The evolution of human language was once thought to have hinged on changes to a single gene that were so beneficial that they raced through ancient human populations. But an analysis now suggests that this gene, FOXP2, did not undergo changes in Homo sapiens’ recent history after all — and that previous findings might simply have been false signals.
What is the FOXP2?
FOXP2 is one of the most famous genes to be discovered because of its role in language. It is highly expressed during brain development and regulates some muscle movements, aiding in language production. Though found in all animals, a slight change in the composition of the gene in humans makes it possible for us to have speech. Those with a malfunctioning FOXP2 have been found to have severe speech defects. FOXP2 has also been shown to regulate language-like behaviours in mice and songbirds.
Over the years, its presence has also been used to bolster the theory of natural selection: how a gene that helps a species continues to linger over generations.
However, a recent study contests this. An analysis of genetic data from a diverse sample of modern people and Neanderthals saw no evidence for recent, human-specific selection of FOXP2 and revises the history of how we think humans acquired language.
“The situation’s a lot more complicated than the very clean story that has been making it into textbooks all this time,” says Elizabeth Atkinson, a population geneticist at the Broad Institute of Harvard and MIT in Cambridge, Massachusetts, and a co-author of the paper, which was published on 2 August in Cell1.
Originally discovered in a family who had a history of profound speech and language disorders, FOXP2 was the first gene found to be involved in language production2. Later research touted its importance to the evolution of human language.
A key 2002 paper found that humans carry two mutations to FOXP2 not found in any other primates. When the researchers looked at genetic variation surrounding these mutations, they found the signature of a ‘selective sweep’ — in which a beneficial mutation quickly becomes common across a population.
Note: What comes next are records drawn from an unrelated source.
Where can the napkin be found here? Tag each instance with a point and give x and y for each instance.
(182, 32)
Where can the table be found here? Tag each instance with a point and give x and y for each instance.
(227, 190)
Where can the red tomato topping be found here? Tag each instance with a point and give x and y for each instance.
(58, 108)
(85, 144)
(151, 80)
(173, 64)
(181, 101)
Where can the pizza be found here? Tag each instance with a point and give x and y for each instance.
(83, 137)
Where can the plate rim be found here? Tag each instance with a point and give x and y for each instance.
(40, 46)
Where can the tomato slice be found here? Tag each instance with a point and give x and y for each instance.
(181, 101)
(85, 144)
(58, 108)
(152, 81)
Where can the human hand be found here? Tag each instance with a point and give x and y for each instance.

This change to FOXP2 seemed to have happened in the past 200,000 years, the team reported in Nature. The paper has been cited hundreds of times in the scientific literature.
The idea that uniquely human changes to FOXP2 led to language development has not gone unchallenged. One study found that Neanderthals carried the same mutations. This suggested that the modifications to FOXP2 happened before the two groups split, more than half a million years ago.
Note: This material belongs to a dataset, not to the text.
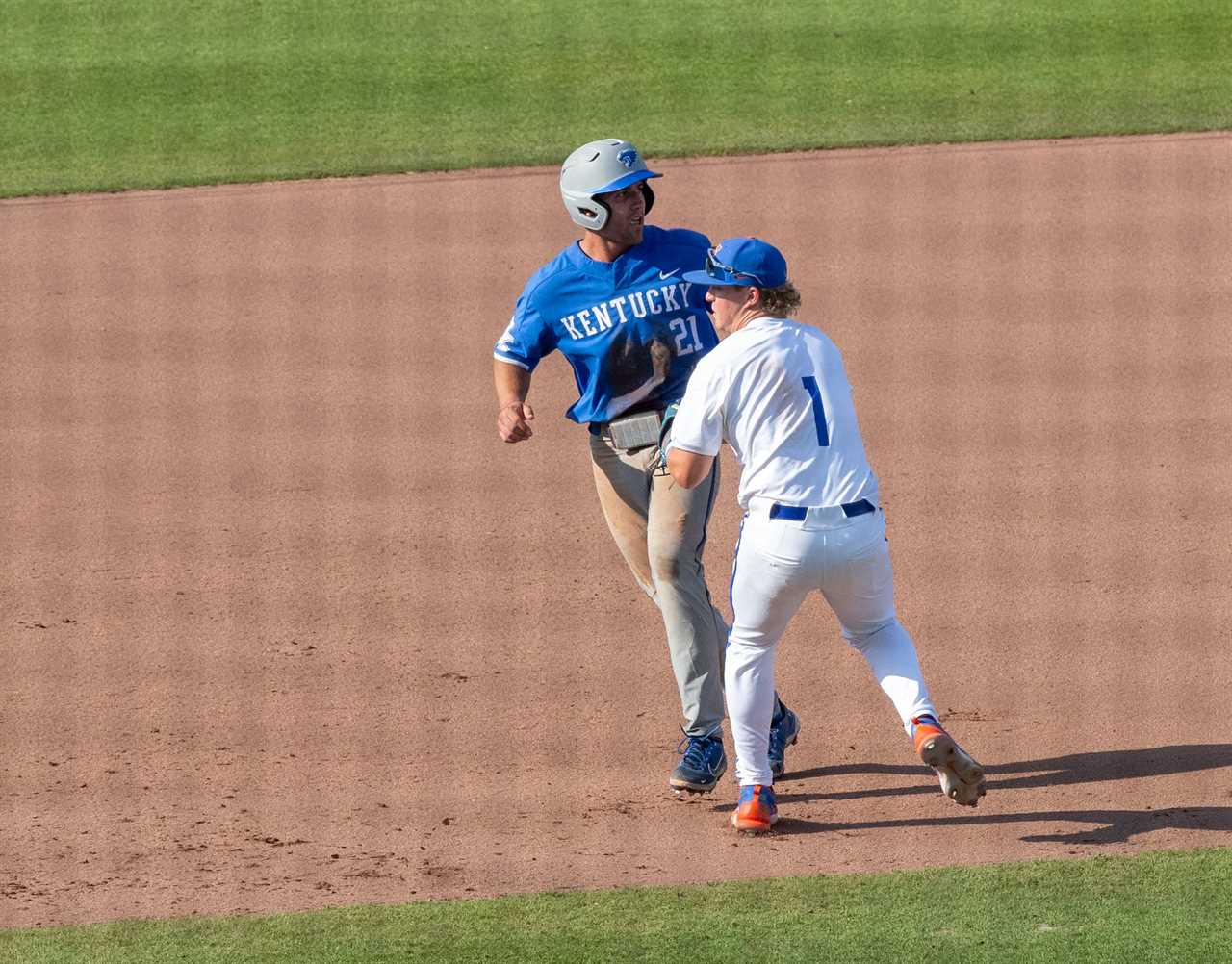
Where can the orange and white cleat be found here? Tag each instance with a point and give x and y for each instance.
(757, 811)
(962, 778)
Despite such questions, the 2002 study has never been repeated. It was based on the genomes of only 20 individuals, including just a handful of people of African ancestry, says Atkinson: most came from Europe, Asia and other regions. She and her team have now re-examined the gene’s evolutionary history using a larger data set and a more diverse population.
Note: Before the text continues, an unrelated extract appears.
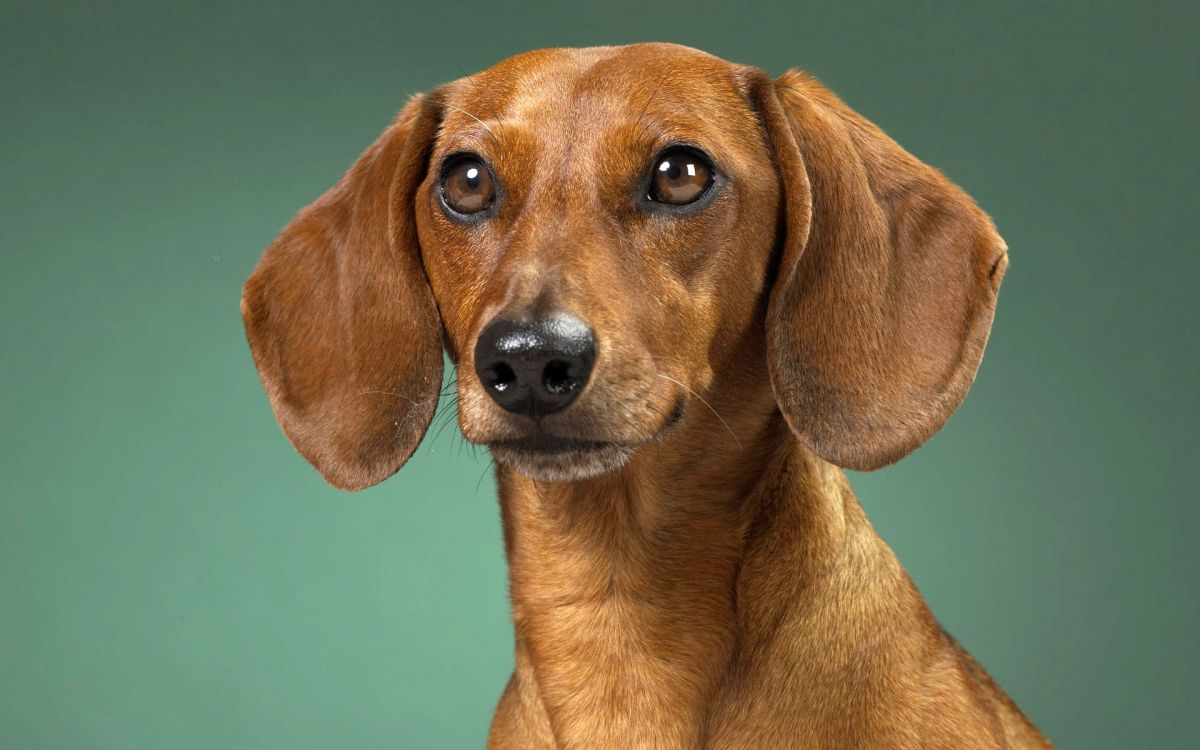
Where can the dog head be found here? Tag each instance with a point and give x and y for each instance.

They found that the signal that had looked like a selective sweep in the 2002 study was probably a statistical artefact caused by lumping Africans together with Eurasians and other populations. With more — and more varied — genomes to study, the team was able to look for a selective sweep in FOXP2, separately, in Africans and non-Africans — but found no evidence in either.
“It’s good that it is now clear there is actually no sweep signal at FOXP2,” says evolutionary geneticist Wolfgang Enard of Ludwig Maximilian University of Munich in Germany, who was a co-author of the 2002 study.
Even if there was no recent evolution of FOXP2, there is still plenty of evidence that the gene is involved in language, says Simon Fisher, director of the Max Planck Institute for Psycholinguistics in Nijmegen, the Netherlands, and a coauthor of the 2002 study. Mutations in FOXP2 cause language disorders in humans, and in mice the gene is important for vocalizations and movement — both functions that are crucial to human speech.
Language is complicated, and was never going to be explained by a single mutation in modern humans, Fisher adds. “We need to embrace more-complex accounts that involve changes of multiple genes. In that sense, FOXP2 was only ever going to be one piece of a complex puzzle.”
Brenna Henn, senior author of the latest paper and a population geneticist at the University of California, Davis, is now keen to revisit other genes that have been considered important to human evolution, such as one called Microcephalin, which has been linked to brain development. She worries that an over-reliance on small data sets has skewed our understanding of what makes humans unique.
“If you’re asking a question about the evolution of humans as a species,” says Atkinson, “you really do need to include a diverse set of people.”